To illustrate this month-end transaction, I have prepared exhibit 7-01. See figure.
Let us observe, that in Class 5 we do not record any beginning balance. This is because these accounts are temporary - and only the Work in Process of the group of Other Assets is identified as a permanent account.
Now, I will clarify another important condition of the analysis of the work in process amounts of the fore-mentioned Production Cost accounts.
During the month we charge the production account 5-1-01-001 the value of the raw material transferred to this account. The Direct Labor and the Departmental Operating Cost (Indirect Cost) are also added to this Class 5 account.
During the same time period, the production department has finished some units of this product and transferred them to the Inventory of Finished Products. Class 6=1-01-001 will be credited with this amount and Class 7, Finished Goods to Inventory account, will be debited. In this example, the production is expressed in Standard Cost.
During the closing transactions to the end of this time period (month), the total amount debited in Class 5-1-01-001 will be how credited to this Class 5 account, and debited to the Work in Process account in the Other Assets of the General Accounting.
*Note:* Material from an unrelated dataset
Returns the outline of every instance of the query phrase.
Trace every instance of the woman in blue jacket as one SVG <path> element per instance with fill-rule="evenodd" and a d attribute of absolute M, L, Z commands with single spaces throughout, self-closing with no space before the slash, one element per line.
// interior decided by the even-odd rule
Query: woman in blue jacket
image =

The same transactions must be recorded in the account of Class 6-1-01-001.Now it will be possible to see in this Work in Process account of Class 0: there is a difference between the amount in the debit and those in the credit. This is actually just the Work in Process that must be recorded in the group of Other Assets of the external Chart of Account.
An Analysis of Exhibit 7-02
If we start a production which we plan to be produce during several month of this year:
The first month, we charge 5-1-01-001 with raw material, direct labor and indirect cost. A total of $ 40 thousand. During the month the finished units of this product were transferred to the Finished Goods Inventory. Class 6-1-01-001 will be credited each time we transfer units to the inventory and in Class 7 the Inventory account will be debited.
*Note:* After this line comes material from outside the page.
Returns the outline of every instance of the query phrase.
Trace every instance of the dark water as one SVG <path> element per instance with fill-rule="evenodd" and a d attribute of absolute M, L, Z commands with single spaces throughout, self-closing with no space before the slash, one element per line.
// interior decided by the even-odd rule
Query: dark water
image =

But we have some work in process at the end of this first month: Class 6 will be credited with not more than $36. Not the same amount as debited in Class S.
Month end closing will show on the Work in Process account in the Other Assets an ending debit balance of $4. Next month this same amount will be the beginning balance on this account of Work in Process.
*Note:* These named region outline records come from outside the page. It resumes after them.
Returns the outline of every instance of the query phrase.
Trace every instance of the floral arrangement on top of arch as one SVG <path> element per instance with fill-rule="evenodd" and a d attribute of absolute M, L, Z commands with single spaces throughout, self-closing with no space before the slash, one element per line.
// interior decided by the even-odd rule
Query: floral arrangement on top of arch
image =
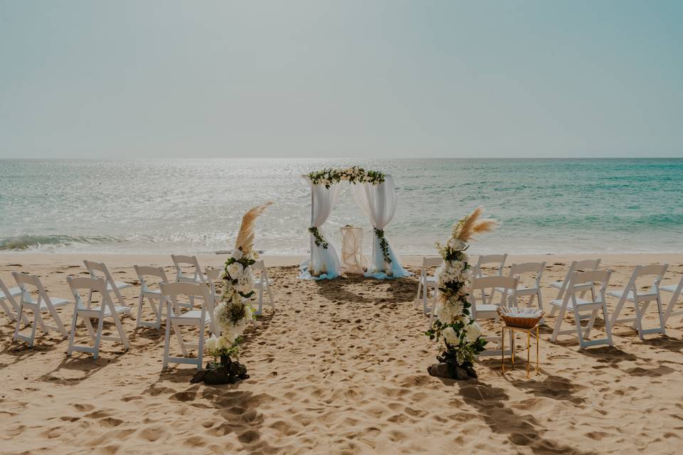
<path fill-rule="evenodd" d="M 249 299 L 255 294 L 254 275 L 251 266 L 258 259 L 253 249 L 254 224 L 263 213 L 268 202 L 250 209 L 242 218 L 235 248 L 226 262 L 221 280 L 223 284 L 221 303 L 213 310 L 214 321 L 221 329 L 221 336 L 212 335 L 204 345 L 206 353 L 213 358 L 207 370 L 194 382 L 203 380 L 209 384 L 234 383 L 249 378 L 247 368 L 239 363 L 239 343 L 247 323 L 254 318 Z M 234 360 L 231 358 L 234 358 Z"/>
<path fill-rule="evenodd" d="M 352 166 L 350 168 L 324 168 L 322 171 L 310 172 L 309 179 L 314 185 L 324 185 L 325 188 L 334 183 L 348 181 L 351 183 L 370 183 L 379 185 L 384 181 L 385 174 L 377 171 L 366 171 L 361 167 Z"/>
<path fill-rule="evenodd" d="M 308 178 L 314 185 L 324 185 L 325 188 L 329 189 L 329 187 L 334 183 L 339 183 L 342 181 L 347 181 L 350 183 L 370 183 L 371 185 L 379 185 L 384 182 L 386 174 L 378 171 L 366 171 L 358 166 L 352 166 L 350 168 L 325 168 L 322 171 L 309 172 Z M 389 256 L 388 243 L 384 237 L 384 230 L 374 228 L 373 230 L 377 239 L 379 240 L 379 246 L 382 250 L 382 255 L 384 257 L 385 264 L 391 264 L 391 257 Z M 325 240 L 320 230 L 314 227 L 308 228 L 308 232 L 312 234 L 316 246 L 322 247 L 327 250 L 329 244 Z M 391 272 L 388 272 L 391 273 Z"/>
<path fill-rule="evenodd" d="M 445 245 L 436 244 L 443 259 L 437 269 L 436 320 L 425 334 L 430 340 L 443 341 L 439 363 L 428 368 L 433 376 L 467 379 L 476 378 L 473 365 L 477 355 L 485 350 L 486 340 L 482 330 L 471 318 L 469 301 L 471 289 L 470 266 L 465 252 L 474 236 L 493 230 L 498 222 L 481 219 L 484 210 L 477 207 L 453 225 Z"/>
During the second month of production, the normal effectiveness is sustained, and the units in the work in process of last month are also finished. This means, that during the second month of production, the Direct Production Department would transfer as finished units a total value of $40. This amount is built up by the $4 of the work in process from last month and the normal production effectiveness of $36 per month.
An Important Point.
The Work in Process ending balance will stay at the same level of $40 if the effectiveness of production stays at the same level during all month of this production. As mentioned before, the production is expressed in Standard Cost.
If in a month, the Work in Process goes up from $4 to 6 this is an indication that the work in process amount at the end of this month increased. Why? We have to analyze the situation. Is more raw material left in the Direct Production Department? Are more finished units in process?
This Work in Process fluctuation from one month to the next must be identified to get a clear picture of what is happening in the Direct Production Department.
If the amount of Work in Process increases from month to month - this could be a sign of mismanagement of material and/or supplies. The material/supplies are still laying around in some production departments, as a consequence that they have received raw material to the department, but this material is not going out of the Direct Production department as finished product, rather as stolen goods.